Honoring the Three Gods of Poetry: Women Composing Poems
- Date:
- ca. 1792
- Medium:
- Triptych of woodblock prints; ink and color on paper
- Source:
- Metropolitan Museum of Art
Description
Honoring the Three Gods of Poetry: Women Composing Poems shows Chobunsai Eishi at his most directly literary. The print refers to a long-standing tradition in which the three deified poets, often associated with Sumiyoshi, Tamatsushima, and Hitomaro, were invoked at gatherings devoted to waka composition. Eishi recasts the conceit in contemporary Edo [bijin-ga](/glossary/bijin-ga) terms by depicting modern women engaged in the same act of poetic creation, complete with brushes, paper, and the small props of a formal poetry party. The Metropolitan Museum of Art preserves this impression. The composition arranges several figures in a balanced group, their bodies turned toward one another as if exchanging verses in real time. Inscribed cartouches or poem slips integrated into the design invite the viewer to read the verses alongside the figures, transforming the print into a kind of literary portrait. As Edo bijin-ga, the work treats poetic accomplishment as a defining mark of female cultivation, an idea Eishi returned to repeatedly across his career.
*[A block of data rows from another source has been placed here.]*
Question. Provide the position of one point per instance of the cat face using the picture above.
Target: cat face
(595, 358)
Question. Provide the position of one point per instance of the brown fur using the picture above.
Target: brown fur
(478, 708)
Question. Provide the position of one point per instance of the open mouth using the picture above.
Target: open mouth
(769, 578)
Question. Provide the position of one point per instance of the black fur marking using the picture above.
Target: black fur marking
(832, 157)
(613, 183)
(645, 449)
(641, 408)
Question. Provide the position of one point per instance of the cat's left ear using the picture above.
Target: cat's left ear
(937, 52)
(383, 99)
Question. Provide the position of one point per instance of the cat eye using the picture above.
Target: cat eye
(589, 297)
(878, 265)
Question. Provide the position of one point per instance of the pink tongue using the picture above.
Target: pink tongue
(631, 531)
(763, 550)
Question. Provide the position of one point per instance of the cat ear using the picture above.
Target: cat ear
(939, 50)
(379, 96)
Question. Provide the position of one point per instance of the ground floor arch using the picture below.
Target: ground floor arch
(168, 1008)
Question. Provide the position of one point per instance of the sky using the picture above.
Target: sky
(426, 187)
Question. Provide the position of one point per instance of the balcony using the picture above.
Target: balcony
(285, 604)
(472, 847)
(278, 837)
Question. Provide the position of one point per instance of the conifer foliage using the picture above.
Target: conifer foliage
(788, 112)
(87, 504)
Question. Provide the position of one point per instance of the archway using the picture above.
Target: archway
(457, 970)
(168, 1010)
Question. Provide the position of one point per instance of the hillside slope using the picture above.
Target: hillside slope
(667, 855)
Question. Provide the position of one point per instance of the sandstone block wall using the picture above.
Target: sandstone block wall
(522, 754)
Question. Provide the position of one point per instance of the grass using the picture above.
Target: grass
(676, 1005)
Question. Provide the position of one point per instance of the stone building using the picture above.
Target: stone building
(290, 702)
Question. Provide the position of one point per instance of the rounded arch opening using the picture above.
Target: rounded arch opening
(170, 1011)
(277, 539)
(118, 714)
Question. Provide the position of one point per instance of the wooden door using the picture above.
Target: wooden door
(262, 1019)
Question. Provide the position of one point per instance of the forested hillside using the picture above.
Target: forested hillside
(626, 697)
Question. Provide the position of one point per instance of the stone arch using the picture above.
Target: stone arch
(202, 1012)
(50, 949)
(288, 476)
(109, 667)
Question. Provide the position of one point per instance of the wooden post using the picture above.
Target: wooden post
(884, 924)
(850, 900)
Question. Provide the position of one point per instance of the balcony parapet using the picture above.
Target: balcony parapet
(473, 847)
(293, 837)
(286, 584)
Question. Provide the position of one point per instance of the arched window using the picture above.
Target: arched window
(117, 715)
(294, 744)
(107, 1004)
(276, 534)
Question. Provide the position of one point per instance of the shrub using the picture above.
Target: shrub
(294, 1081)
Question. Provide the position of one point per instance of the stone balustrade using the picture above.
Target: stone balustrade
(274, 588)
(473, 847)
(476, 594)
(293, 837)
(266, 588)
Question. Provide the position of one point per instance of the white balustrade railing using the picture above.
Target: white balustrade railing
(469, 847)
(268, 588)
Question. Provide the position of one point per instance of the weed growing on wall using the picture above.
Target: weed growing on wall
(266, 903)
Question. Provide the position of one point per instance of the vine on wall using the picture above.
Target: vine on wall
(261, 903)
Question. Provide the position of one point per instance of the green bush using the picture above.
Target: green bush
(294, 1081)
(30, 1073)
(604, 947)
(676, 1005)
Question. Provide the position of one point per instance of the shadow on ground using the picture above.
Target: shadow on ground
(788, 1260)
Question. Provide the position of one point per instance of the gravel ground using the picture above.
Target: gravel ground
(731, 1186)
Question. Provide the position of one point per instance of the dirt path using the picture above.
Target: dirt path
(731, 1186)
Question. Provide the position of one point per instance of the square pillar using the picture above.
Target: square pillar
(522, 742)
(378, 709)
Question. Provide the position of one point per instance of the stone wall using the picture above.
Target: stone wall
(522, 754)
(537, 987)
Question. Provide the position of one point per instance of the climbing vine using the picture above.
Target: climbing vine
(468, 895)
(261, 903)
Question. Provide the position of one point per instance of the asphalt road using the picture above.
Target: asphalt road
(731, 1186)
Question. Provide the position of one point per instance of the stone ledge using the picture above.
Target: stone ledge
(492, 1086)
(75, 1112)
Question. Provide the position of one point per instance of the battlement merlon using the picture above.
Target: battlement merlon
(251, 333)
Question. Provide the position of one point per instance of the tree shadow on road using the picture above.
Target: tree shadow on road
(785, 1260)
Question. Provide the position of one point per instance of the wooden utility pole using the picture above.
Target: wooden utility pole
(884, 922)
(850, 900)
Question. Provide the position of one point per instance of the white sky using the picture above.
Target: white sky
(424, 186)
His Kano-trained [ukiyo-e](/glossary/ukiyo-e) draftsmanship anchors the composition, giving the disciplined linework and balanced spacing of his apprenticeship under Kano Eisen-in to a subject that draws on classical literature. The combination of refined draftsmanship, contemporary fashion, and classical reference is precisely the kind of synthesis his audience valued. Chobunsai Eishi here joins the world of urban Edo to the venerable lineage of court poetry, presenting his contemporary women as worthy continuators of that long, immortal tradition.